Coming from a single parent household with three siblings, Sharp Group’s finance director has lived experience of growing up in an area where employment prospects were limited and opportunities to broaden horizons were few and far between.
“When I was 16 to 17 there were no facilities for youngsters in Jobstown,” he said. “You had to make choices on the street and an awful lot of the time it was too easy to make the wrong choice.
“The community of Tallaght was brilliant in terms of good people doing great things for each other but even then there was drug taking, joy riding, petty crime and what seemed like no real future.”
Fortunately, Jason was steered away from such a fate by strong – and what have proved life-long – friendships.
“I could have easily been led down the wrong path but at around the age of 13 I met a group of people who wanted to do more with their lives,” he added. “Among them was my wife, who I got engaged to at 15.”
Being in good company, however, was no guarantee of graduating to a successful career, with Jason’s aspirations to achieve regardless of his childhood address receiving little support from the state’s education system.
“Our biggest problem was resource,” reflected the 46-year-old. “There was no-one to guide me as to how to apply for third-level education or to get funding. I had to find these things out for myself. In fact, in my school there was nobody to teach me what I needed to know to go on to study for a degree in maths; I had to teach my mates sometimes.”
Despite the dearth in guidance, the Dublin Institute of Technology alumnus became one of the first within his community to progress to higher education thanks to “self-drive” and having a “wonderful” hero at home.
“My father left when I was very young and my mother was our role model,” explained Jason, who joined Sharp Group as a financial controller in July 2005. “Looking at my mam doing part-time work while feeding and educating us all was an inspiration; it was the respect for my mother that drove me.
“I was the eldest of 4 children so had to take on the father-figure role and that meant taking responsibility for my own decisions. My view is that if you are not happy, you challenge yourself and do something about it.”
Conscious that not every child has a role model like Jason’s mam to motivate them, Jason is now committed to helping others find a positive path through Youth Horizons – a community hub providing health and wellness programmes to Tallaght’s young people.
The initiative provides counselling, career guidance and life skills to its students and, importantly, offers guidance on how to navigate the Central Applications Office’s process to secure a space on undergraduate courses in Irish Higher Education Institutions.
A member of Youth Horizons’ governing board for the past three years, Sharp Group’s mathematical marvel helps to advise on funding and previously ran an annual careers advice session.

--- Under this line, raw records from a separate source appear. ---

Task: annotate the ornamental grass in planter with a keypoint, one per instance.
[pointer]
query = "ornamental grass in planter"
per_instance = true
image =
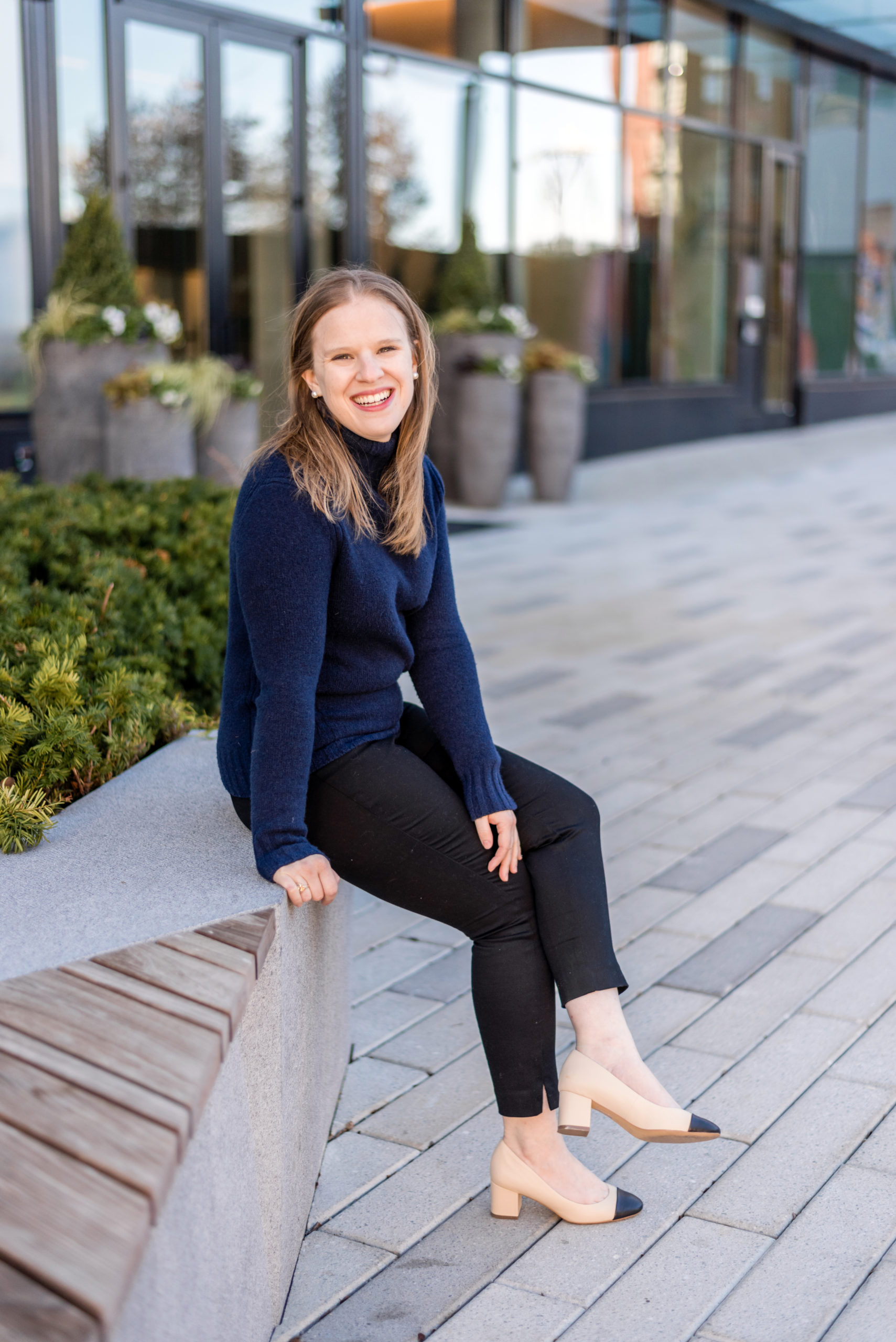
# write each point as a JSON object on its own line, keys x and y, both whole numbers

“I’m not in the building every day but when the teachers and team need help with any problems the children may have, the governing body is there to provide the solutions,” said Jason, while outlining Sharp Group’s plans to introduce an event that will encourage young people to support their peers.
Motivated to take on his voluntary role at Youth Horizons – and a similar position at Shamrock Rovers Football Club Academy looking after the National League Under 15 age group – by a desire to give something back to the community, Jason has a clear message for would-be donors considering their support for a cause close to his heart.
“If people don’t invest in young people, the cycle of life dies,” he concluded. “In my view, the next generation should always be better than the one before. If we cannot help them make better decisions than we made by sharing the knowledge and wisdom of our own experience, how can we expect young adults to take on the future?”